Enfin, elle réapparut. Elle avait pris une douche et ses cheveux humides étaient retenus dans une serviette joliment nouée sur sa tête. La robe sombre à petits motifs clairs en satin fermière qu’elle avait enfilée amplifiait le mouvement de son corps. Il imagina ses seins libres sous la robe. Elle s’assit sur son lit dans la même position que la première fois qu’il l’avait vue, immobile, le regardant intensément. Jacques s’installa près d’elle.

– Coiffure grecque ? Elle est jolie ta robe.

– C’est moi qui l’ai dessinée et cousue.

– Tu en es l’auteur ? Comme les portraits dans ton cahier à dessins ?

Les yeux discrètement fermés, elle hocha la tête.

– Tu l’as regardé ?

Elle se redressa à moitié, tendant un bras vers l’étagère. Son corps se tendit sous la robe pour atteindre le cahier, se replia comme une liane. Elle tournait les pages une à une, expliquant le plaisir qu’elle avait à portraiturer ses amis et la difficulté pratique à établir les relevés des fresques antiques, un exercice qui constituait l’essentiel de son travail universitaire. Précision du relevé, authenticité des couleurs défraîchies par les siècles, proposition de restitution des parties disparues… Elle discourait avec le ton attentionné d’une élève défendant son mémoire devant son jury.

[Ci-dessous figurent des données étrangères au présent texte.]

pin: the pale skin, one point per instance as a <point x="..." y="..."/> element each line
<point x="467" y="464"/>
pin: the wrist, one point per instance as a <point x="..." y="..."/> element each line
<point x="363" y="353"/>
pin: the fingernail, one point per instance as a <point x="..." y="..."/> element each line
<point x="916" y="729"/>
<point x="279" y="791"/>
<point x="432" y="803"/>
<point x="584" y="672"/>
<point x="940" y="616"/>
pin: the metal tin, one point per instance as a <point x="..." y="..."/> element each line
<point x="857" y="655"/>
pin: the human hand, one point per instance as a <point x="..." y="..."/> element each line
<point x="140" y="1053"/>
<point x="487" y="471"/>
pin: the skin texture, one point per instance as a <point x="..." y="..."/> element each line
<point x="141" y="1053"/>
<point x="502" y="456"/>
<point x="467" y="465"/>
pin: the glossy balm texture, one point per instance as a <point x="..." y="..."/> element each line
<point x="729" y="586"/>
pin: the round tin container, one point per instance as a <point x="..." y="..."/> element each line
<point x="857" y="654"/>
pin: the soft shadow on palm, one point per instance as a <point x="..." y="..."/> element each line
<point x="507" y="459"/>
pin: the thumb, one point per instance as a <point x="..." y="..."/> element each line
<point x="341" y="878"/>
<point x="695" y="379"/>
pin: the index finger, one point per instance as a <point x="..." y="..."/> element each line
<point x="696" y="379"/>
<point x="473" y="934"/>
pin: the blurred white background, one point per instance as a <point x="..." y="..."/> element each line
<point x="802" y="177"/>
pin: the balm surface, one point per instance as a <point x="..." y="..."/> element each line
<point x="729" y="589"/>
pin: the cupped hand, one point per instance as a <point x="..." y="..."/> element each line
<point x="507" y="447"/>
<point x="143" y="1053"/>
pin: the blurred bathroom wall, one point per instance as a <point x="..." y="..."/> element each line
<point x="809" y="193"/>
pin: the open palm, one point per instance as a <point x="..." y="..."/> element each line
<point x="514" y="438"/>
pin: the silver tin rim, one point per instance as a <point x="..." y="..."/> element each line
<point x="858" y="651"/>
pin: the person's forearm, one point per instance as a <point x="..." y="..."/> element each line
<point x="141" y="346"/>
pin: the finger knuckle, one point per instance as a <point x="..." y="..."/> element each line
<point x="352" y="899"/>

– Bravo ! Tu as un sacré coup de crayon.

Il se pencha vers elle et posa fugitivement ses lèvres sur sa joue. Elle abandonna le cahier en haut du lit et s’adossa au mur. Jacques tressaillit de tout son corps, suivit son mouvement. Elle allongea ses jambes sans le quitter des yeux. Il remonta la robe au-dessus de sa taille, dégrafa prestement les boutons qui serraient sa poitrine. Ils se mirent à deux pour faire glisser le tissu par-dessus sa tête, entraînant la serviette qui enserrait sa chevelure. Il la serra contre elle, ses cheveux humides sur la bouche, les yeux fermés, et resta un instant immobile. Puis il se dévêtit à son tour, arrachant ses chaussures, entassant en vrac sur le sol des habits encore trempés par la pluie. Il n’avait plus froid du tout.

L’heure tournait. Françoise pouvait rentrer à tout moment et Jacques devait quitter la chambre. En se rhabillant, il s’aperçut que sa verge était ensanglantée. Il bredouilla à voix basse.

– Il y a peut-être du sang sur le drap. Tu es – étais – vierge ?

Elle regardait étonnée le drap taché.

– Non ! Tu t’es blessé ?

Il découvrait du même coup qu’il avait un frein sur le prépuce et qu’il s’était déchiré.

– J’ai peut-être été brutal ? l’interrogea-t-il décontenancé.

– Ça fait beaucoup de « peut-être », non ? C’est toi qui n’es peut-être plus vierge ?

 

Extrait du livre "Orange amère", paru en avril 2019.